If ever there was a pair of jeans so hideous they make you question the existence of a loving god, it would be Topshop’s new mom jeans. I’ve learned to tolerate your average high-waisted, light wash jeans out of sheer necessity because otherwise I would have clawed my eyes out a long time ago, and I don’t want to mess up my nails like that. But this particular pair? Is an abomination.
Their name says it all—“Clear Panel Mom Jeans.” I repeat. Clear. Panel. Mom. Jeans.
The most heinous part of this heinous article of clothing is clearly the plastic windows offering a peek at the wearer’s kneecaps for some unfathomable reason. Are kneecaps supposed to be the new sexy body part? Because most people’s are just kind of knobby.

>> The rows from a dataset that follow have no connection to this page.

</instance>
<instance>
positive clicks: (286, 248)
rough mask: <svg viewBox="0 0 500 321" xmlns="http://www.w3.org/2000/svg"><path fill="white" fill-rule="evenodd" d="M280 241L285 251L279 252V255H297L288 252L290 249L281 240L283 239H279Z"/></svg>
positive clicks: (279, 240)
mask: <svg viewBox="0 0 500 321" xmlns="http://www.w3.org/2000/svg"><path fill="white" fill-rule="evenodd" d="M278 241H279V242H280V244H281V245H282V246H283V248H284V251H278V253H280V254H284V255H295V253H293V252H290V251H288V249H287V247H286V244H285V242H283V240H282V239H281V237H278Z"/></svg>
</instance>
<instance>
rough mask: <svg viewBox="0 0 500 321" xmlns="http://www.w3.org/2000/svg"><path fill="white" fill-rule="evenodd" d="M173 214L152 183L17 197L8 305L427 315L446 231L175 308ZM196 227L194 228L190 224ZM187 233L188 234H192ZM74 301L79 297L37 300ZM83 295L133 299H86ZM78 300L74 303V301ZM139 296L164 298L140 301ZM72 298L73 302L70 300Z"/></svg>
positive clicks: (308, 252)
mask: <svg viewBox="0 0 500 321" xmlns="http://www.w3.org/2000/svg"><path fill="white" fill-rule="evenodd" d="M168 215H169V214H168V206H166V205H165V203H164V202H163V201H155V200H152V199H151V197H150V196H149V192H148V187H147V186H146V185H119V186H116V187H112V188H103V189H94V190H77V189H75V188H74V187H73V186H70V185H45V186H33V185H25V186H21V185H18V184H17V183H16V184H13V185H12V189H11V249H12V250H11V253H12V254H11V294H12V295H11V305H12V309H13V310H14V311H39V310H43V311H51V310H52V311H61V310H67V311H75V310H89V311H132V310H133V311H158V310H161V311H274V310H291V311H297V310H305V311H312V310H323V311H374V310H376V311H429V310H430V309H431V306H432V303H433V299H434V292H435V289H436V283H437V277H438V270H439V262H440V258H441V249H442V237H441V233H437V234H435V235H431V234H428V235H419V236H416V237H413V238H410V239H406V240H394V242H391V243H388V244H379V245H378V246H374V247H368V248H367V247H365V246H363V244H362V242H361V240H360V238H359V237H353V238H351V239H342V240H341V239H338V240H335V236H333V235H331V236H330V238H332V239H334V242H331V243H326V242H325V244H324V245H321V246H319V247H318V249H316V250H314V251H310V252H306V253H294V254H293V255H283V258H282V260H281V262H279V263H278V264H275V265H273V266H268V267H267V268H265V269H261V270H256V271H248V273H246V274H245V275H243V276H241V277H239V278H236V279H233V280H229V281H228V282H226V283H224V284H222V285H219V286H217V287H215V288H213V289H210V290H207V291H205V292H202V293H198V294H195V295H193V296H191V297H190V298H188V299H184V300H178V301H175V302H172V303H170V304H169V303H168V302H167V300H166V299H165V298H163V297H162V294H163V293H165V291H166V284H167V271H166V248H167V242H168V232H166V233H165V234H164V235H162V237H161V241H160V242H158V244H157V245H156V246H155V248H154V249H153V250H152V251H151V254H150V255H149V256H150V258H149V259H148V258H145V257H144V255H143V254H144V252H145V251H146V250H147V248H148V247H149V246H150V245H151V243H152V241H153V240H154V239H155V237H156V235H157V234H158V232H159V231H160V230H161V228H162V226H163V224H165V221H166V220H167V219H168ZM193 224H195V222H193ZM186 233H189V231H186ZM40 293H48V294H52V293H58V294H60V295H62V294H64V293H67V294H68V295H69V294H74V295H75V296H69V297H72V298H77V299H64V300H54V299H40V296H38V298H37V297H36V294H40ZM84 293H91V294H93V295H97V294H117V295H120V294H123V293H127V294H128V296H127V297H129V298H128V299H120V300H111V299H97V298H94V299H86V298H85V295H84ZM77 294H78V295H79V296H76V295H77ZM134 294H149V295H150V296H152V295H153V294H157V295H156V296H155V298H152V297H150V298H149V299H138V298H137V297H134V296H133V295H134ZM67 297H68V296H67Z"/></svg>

But the madness doesn’t stop there. The jeans are also acid wash—ugh—and super high-waisted—double ugh—and they’re cropped to the exact length it takes to create the illusion of cankles.
Oh, and they’re $95, which makes sense considering only hipsters with a poor grasp of irony and the weight of a trust fund behind them would think about buying these. Needless to say, Twitter did what it does best and roundly mocked the jeans’ very existence.
Between plastic mom jeans and all Lisa Frank everything, I have to say 2017 fashion is a huge disappointment so far. Excuse me while I slip into a pair of my own mom jeans and take away its TV privileges for a week.